I develop the entire project uses Scala, Java on IntelliJ. If you want to enhance this project, I recommend to use IntelliJ as well.
In addition, Java 8 and Scala 2.12 is required.
- Hadoop 2.7.0
- Spark 2.4
- Kafka 2.0.2
- Cassandra 3.0.4
- Hive 2.3.2
- ZooKeeper 3.4.14
- Jupyter latest
It simulates the real e-commerce business, when the customer checks out the cart. While the cart information is saved into the database to proceed its order, the parts of the cart info such as product information could be broadcasted to Kafka topic, be processed by Spark streaming, then be stored in Hadoop HDFS files (or Cassandra tables). The data engineer can query such data and display the reports on Jupyter notebook.
I provide the running scripts for both Linux/MacOS and Windows. You should run the bat file if you want to run this demo on Windows.
Run the script run-all-services.sh
, this script just call the docker-compose
to run all necessary containers of Hadoop, Kafka, Spark, Jupyter, etc. After running this script, you need to wait for a while to let all containers finish their start up successfully. It takes a couple of minutes depends on your machine power.
Run the script client-producer.sh
to simulate the checkout process, it will send the fake data of the product order to the Kafka topic name cart-topic
Run the script spark-stream-hive-submit.sh
to deploy the spark streaming job to the spark master server. This job will receive the message from kafka topic cart-topic
and save batch data to Hadoop HDFS by using Hive SQL.
Access the hadoop namenode (or datanode)
docker exec -it namenode bash
, then list all files in the folder /user/hive/warehouse/productsale
by command
hdfs dfs -ls /user/hive/warehouse/productsale
All of generated files by Spark streaming job done via Hive SQL. This is an example list
...
-rwxrwxr-x 3 root supergroup 6627 2019-07-04 16:03 /user/hive/warehouse/productsale/part-00000-e8a73c1c-3b72-446d-971a-10c70dd37b53-c000
-rwxrwxr-x 3 root supergroup 6086 2019-07-04 16:05 /user/hive/warehouse/productsale/part-00000-ea6ad193-f9c6-4d8d-bbe0-cd1f96d54b94-c000
-rwxrwxr-x 3 root supergroup 5741 2019-07-04 16:18 /user/hive/warehouse/productsale/part-00000-eee84eea-5618-4e86-b2fd-4df5ce9a2ed3-c000
-rwxrwxr-x 3 root supergroup 6263 2019-07-04 16:17 /user/hive/warehouse/productsale/part-00000-f202c247-29e7-4601-b897-4a26dc9853ab-c000
-rwxrwxr-x 3 root supergroup 5937 2019-07-04 16:15 /user/hive/warehouse/productsale/part-00000-f3bda182-fd1a-43df-b1ea-16c1feb121a8-c000
-rwxrwxr-x 3 root supergroup 6163 2019-07-04 16:06 /user/hive/warehouse/productsale/part-00000-fab37dd3-1d57-43b0-9877-ea02a9012daa-c000
-rwxrwxr-x 3 root supergroup 6462 2019-07-04 16:14 /user/hive/warehouse/productsale/part-00000-fc90e8ae-60eb-4ee6-b759-6daad99c7582-c000
You can view one HDFS file
hdfs dfs -cat /user/hive/warehouse/productsale/part-00000-fc90e8ae-60eb-4ee6-b759-6daad99c7582-c000
and see this similar content
HP PavilionHP Laptop676.01561852800
Galaxy S9 PlusSamsung S2397.01561852800
2019 HP FlagshipHP Laptop1266.01561852800
HP PavilionHP Laptop1352.01561852800
Galaxy Note 8Samsung Note998.01561852800
Apple Mac Pro 2018Apple Mac2637.01562371200
HP TouchscreenHP Laptop2088.01562371200
...
You can run the reports on Jupyter notebook, open the browser and type http://localhost:8888/notebooks/work/Product%20Sale%20Hive%20Integration%20Report.ipynb
, and enter the password bigdata-demo
I use the PyHive, and display a several charts using Matplotlib.
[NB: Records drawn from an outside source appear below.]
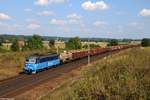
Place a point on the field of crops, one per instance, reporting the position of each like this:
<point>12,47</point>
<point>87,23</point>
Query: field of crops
<point>123,76</point>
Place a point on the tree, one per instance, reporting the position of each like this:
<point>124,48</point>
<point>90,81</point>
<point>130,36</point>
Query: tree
<point>113,42</point>
<point>51,43</point>
<point>15,46</point>
<point>35,42</point>
<point>145,42</point>
<point>74,43</point>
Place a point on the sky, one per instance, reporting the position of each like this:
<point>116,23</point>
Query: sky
<point>83,18</point>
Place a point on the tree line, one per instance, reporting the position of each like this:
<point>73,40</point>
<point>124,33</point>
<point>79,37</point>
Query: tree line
<point>35,42</point>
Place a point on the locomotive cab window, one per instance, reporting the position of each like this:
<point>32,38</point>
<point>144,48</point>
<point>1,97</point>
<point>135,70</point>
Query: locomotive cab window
<point>31,60</point>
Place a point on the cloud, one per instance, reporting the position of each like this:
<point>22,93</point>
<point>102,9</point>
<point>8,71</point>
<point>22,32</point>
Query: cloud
<point>4,16</point>
<point>99,23</point>
<point>33,26</point>
<point>73,16</point>
<point>99,5</point>
<point>27,10</point>
<point>145,12</point>
<point>47,2</point>
<point>46,13</point>
<point>58,22</point>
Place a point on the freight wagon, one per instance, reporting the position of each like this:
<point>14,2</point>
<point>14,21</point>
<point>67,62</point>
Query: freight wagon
<point>37,62</point>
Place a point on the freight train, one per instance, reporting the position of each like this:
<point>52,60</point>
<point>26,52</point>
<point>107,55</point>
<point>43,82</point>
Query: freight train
<point>35,63</point>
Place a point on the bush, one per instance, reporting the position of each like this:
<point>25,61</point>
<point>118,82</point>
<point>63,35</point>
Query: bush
<point>15,46</point>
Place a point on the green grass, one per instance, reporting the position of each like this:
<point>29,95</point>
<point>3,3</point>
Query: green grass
<point>123,76</point>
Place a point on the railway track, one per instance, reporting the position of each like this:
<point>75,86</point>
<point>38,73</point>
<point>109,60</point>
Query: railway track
<point>19,84</point>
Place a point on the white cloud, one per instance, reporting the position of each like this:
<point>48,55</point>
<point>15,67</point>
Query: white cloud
<point>58,22</point>
<point>99,23</point>
<point>99,5</point>
<point>4,16</point>
<point>133,24</point>
<point>46,13</point>
<point>145,12</point>
<point>33,26</point>
<point>28,10</point>
<point>47,2</point>
<point>73,16</point>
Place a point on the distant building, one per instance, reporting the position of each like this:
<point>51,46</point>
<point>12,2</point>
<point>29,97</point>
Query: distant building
<point>60,44</point>
<point>7,45</point>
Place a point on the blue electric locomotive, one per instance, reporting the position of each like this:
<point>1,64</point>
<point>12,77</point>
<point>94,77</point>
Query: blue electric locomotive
<point>35,63</point>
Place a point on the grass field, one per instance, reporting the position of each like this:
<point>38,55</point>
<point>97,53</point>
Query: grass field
<point>123,76</point>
You can create more reports, or using the paging to query data for the better performance result instead of using fetchall
from PyHive cursor.
If you want to stop all docker containers of this project, simply to execute the script stop-all-services.sh
, wait for a while to let docker removes all of running containers
The first version of this project starts with the base project https://github.com/big-data-europe/docker-hbase when I need to set up the couple services of HBase, Hadoop, ZooKeeper. It was fitted to my needs though the HBase is 1.2.6 while I like to work with HBase 2.0.5 so I created the new Dockerfile base on the old ones. Later, I added more images like Kafka, Hive and demonstrate my works with Hadoop, Kafka, Spark, Hive, ZooKeeper and more.